I use a pair I got at lowes ....heavy duty kitchen shears. Doesnt matter what you use as long as its made of stainless steel, and is tough enough to not get easily dulled on the spines.
It takes a little longer to clip them before you bag them, but you don't have to worry about getting poked later. I just stick them in the bag now...its a lot faster....but I have been stuck a couple of times...


----------



## eodryan

Yeah the normal military trauma scissors is what I've seen in the videos.






Those are "titanium bonded" so they may be better in the saltwater long run. These are the cut through a penny scissors you may remember from the 80s.

Google trauma shears or look on amazon. They start at 3 bucks. CVS or drugstores might have them as well.


----------



## hjorgan

Can't tell you how much I love those videos and hate those lionfish. You need an contribution website.... I'm in for a few bucks! Keep the videos coming.


----------



## Plattinum

Thanks to ALL for the input.

And yes, Firefishvideos are always fun to watch. It takes time and effort to edit videos as well as he does.


----------



## WhackUmStackUm

I bought my titanium "kitchen sissors" at Walmart.


----------



## matthewy8

what do you do with the fish? eat um?


----------



## matthewy8

bump


----------



## Telum Pisces

matthewy8 said:


> what do you do with the fish? eat um?


They are yummy if you get a big enough one to get a fillet.
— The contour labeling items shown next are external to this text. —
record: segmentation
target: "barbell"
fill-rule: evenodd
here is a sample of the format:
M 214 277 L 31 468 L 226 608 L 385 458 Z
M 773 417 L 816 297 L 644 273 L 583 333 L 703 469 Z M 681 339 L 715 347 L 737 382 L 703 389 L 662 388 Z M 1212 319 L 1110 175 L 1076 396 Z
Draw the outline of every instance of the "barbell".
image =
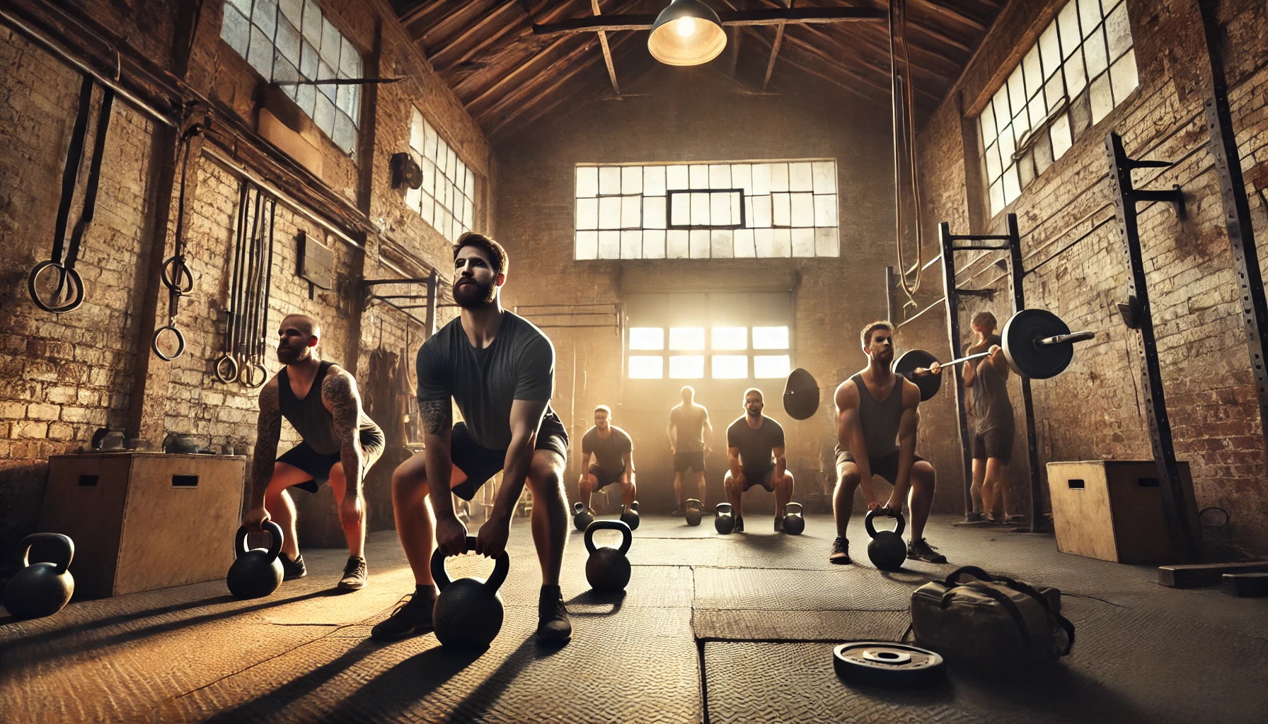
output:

Or you can leave them down there to rot or become some type of fish food. They are an invasive species that do not belong here. But they were bound to make it here eventually from the southern part of the state. 

I am just waiting for the hog fish to finally make there way up here from the south.


----------



## no woryz

uh, as Firefish's manager I am accepting donations on his behalf..... lol.... Great videos but be careful of the spines....seems on occasion a piece of the spine breaks off when contacted and you should be sure to remove it if it does..definately prolongs the pain...seems the pain is lesser if nothing embeds....good heavy gloves are helpful...


----------



## matthewy8

I knew they were invasive and unwanted but I had no idea people ate them. I didnt think they got big enough. How close have they been seen to our shoreline?


----------



## no woryz

I hear some have been seen in the bay....unconfirmed though...


----------



## Telum Pisces

matthewy8 said:


> I knew they were invasive and unwanted but I had no idea people ate them. I didnt think they got big enough. How close have they been seen to our shoreline?
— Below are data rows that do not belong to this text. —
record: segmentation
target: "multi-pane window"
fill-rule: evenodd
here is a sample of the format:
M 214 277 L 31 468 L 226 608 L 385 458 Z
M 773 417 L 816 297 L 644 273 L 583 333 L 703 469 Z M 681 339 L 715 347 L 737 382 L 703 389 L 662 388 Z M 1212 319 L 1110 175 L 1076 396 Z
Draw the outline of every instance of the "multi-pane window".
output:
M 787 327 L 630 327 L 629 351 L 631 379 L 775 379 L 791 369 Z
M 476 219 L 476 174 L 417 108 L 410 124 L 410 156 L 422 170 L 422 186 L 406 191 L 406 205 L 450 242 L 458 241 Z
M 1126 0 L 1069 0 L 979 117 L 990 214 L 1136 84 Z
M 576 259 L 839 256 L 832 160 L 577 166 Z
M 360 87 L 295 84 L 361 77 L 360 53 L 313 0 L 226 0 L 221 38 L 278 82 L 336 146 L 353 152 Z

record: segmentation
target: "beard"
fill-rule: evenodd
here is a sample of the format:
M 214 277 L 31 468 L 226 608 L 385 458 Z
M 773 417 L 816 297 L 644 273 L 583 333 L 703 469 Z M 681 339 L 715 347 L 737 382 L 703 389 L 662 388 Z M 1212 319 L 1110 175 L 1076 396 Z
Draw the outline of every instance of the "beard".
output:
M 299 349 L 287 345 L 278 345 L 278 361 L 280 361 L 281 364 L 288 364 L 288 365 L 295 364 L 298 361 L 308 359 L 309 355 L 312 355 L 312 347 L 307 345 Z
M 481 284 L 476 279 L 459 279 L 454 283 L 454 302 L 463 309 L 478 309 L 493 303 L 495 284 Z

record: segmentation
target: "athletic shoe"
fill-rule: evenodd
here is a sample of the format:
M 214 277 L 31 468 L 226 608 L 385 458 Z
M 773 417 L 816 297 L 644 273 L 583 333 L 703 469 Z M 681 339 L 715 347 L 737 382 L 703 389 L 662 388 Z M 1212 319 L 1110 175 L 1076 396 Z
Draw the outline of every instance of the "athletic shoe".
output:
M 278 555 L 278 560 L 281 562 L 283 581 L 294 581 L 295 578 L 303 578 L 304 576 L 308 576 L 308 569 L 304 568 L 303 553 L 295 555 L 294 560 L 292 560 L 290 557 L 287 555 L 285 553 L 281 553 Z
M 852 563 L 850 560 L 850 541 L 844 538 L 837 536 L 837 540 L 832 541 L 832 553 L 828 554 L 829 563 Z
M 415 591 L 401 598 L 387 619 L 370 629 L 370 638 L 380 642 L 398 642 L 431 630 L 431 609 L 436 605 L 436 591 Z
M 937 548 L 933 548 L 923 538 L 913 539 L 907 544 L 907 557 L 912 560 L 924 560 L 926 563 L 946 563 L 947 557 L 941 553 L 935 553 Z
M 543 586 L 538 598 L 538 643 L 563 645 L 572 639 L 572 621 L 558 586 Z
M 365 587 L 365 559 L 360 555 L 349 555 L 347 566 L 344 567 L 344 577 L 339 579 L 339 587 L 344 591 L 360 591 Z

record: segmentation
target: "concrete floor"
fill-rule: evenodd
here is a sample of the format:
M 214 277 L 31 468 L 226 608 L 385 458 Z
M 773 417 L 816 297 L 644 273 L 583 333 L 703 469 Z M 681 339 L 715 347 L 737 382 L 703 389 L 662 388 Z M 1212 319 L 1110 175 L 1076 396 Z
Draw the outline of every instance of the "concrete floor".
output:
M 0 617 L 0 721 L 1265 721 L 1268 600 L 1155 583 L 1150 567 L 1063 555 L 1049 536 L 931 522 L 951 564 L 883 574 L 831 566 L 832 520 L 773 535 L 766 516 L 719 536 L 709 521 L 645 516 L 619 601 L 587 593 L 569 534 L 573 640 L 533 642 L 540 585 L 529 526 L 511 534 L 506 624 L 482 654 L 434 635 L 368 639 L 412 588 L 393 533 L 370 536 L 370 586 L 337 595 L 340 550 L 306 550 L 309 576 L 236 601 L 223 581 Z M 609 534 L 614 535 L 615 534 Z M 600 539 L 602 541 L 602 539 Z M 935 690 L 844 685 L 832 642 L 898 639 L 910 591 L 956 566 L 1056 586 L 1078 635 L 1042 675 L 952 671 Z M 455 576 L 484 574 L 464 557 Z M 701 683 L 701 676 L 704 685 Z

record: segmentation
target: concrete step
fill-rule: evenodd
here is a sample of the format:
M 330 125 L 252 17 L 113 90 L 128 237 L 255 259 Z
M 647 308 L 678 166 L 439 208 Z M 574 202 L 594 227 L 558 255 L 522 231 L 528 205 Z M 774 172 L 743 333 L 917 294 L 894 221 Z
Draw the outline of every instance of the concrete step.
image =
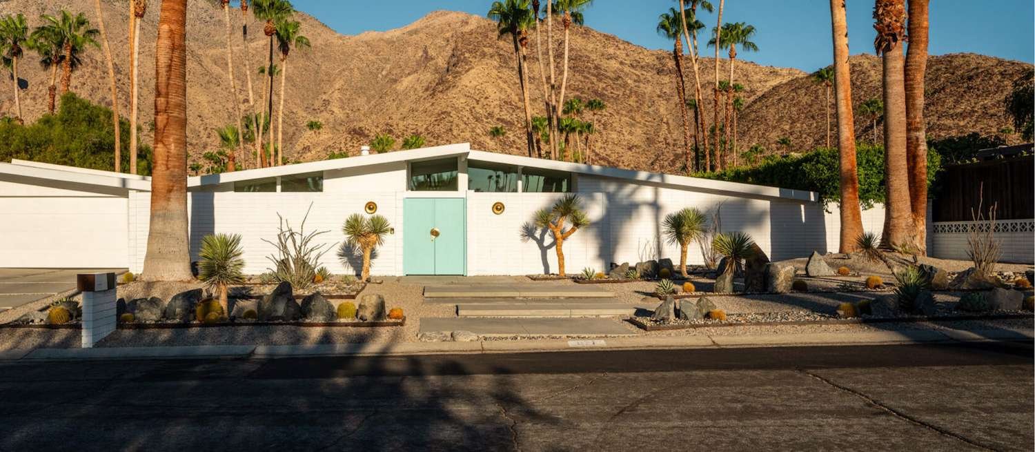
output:
M 603 289 L 580 285 L 514 284 L 448 284 L 425 285 L 424 298 L 604 298 L 612 293 Z
M 626 317 L 635 313 L 626 303 L 461 303 L 456 315 L 505 318 Z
When I was in Charleston, SC, some top chefs in the area were placing them on the menu in the restaurants.


----------



## matthewy8

I wonder how good it is.


----------



## captken

*Jewfish eat 'em.*

Divers are not finding Lionfish on spot with a resident Jewfish or two. Jewfish eat anything that will fit into their mouth including 30# Cobia.

Jewfish are everywhere down here now days.
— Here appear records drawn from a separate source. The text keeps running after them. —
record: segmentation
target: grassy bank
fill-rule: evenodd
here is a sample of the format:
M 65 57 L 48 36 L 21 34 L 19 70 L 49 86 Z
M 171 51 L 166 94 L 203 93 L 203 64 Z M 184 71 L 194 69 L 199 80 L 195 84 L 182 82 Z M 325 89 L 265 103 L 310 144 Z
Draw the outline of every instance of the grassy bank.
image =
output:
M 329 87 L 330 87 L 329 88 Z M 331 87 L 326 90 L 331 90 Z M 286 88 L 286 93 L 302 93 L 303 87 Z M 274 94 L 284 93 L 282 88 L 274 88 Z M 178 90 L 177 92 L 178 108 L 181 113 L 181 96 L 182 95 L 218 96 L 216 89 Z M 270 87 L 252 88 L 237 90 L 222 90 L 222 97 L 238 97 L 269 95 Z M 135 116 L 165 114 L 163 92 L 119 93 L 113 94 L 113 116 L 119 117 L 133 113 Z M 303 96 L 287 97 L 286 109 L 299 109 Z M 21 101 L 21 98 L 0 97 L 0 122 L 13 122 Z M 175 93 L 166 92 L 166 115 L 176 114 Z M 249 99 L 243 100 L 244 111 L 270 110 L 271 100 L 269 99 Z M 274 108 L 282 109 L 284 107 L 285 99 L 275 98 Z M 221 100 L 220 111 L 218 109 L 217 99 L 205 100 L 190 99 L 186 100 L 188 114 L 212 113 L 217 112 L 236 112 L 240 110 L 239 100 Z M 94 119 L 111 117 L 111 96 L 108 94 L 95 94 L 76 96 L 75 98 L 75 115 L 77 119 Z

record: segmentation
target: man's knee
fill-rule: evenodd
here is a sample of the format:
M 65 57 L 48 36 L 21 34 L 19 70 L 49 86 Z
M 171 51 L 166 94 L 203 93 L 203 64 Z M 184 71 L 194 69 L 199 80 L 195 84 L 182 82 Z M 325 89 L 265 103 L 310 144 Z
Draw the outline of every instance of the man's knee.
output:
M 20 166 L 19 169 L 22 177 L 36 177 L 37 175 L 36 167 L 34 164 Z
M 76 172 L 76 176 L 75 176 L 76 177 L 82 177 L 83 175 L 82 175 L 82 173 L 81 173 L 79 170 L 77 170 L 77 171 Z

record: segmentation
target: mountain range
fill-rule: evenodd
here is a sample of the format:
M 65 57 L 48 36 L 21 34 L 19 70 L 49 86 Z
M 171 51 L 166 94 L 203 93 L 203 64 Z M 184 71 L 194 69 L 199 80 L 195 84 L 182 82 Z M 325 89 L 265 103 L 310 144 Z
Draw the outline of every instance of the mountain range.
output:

Good reason not to open season on Jewfish.


----------



## El Kabong

matthewy8 said:


> what do you do with the fish? eat um?


I decapitate them and swim around with the head on my spear so the other lionfish know what's coming for them 

But if you just leave them on the bottom, there's a line of fish nibbling on them before you leave the bottom.


----------



## wjstewart

After spending last summer deployed to Guantanamo and shooting these by the bucket full we started just eating them sashimi style. One of the best raw white fish meat. Looking forward to blasting some up this way.


----------



## ocddeerhunter

*emt sissors*

my buddy uses emt sissors ,I just bought "mustade "shears at Walmart (narrvarre .some walmarts have them others dont )they work good but they have the power put cut the bone at the gill plate for removing the throat meat on groupers and snappers thats what I bought them for .We used to throw that away after filleting the fish that was wasting about a pound or more of meat per fish ,try it out cut the back gill loose on both sides then cut the bone at the edge of gill plate then pivot the throat down and clip off at the front jaw ,clip the fins off but leave the skin on lay it on the grill (smoker is better with either the water bowl or the charcoal pan in a lower peg to cook slow)skin down till cooked remove the 4 big flat bones and skin with fork .and to think I used to throw it away for years .
I take the flakey cooked meat and stuff hollowed out jalapenos then batter them in basspro uncle bucks hot & spicy fish batter and freeze on wax paper (helps batter stay on during cooking ) I'm getten hungry gotta go


----------



## amarcafina

Those shears are also great for cutting out Snapper throats !!!


----------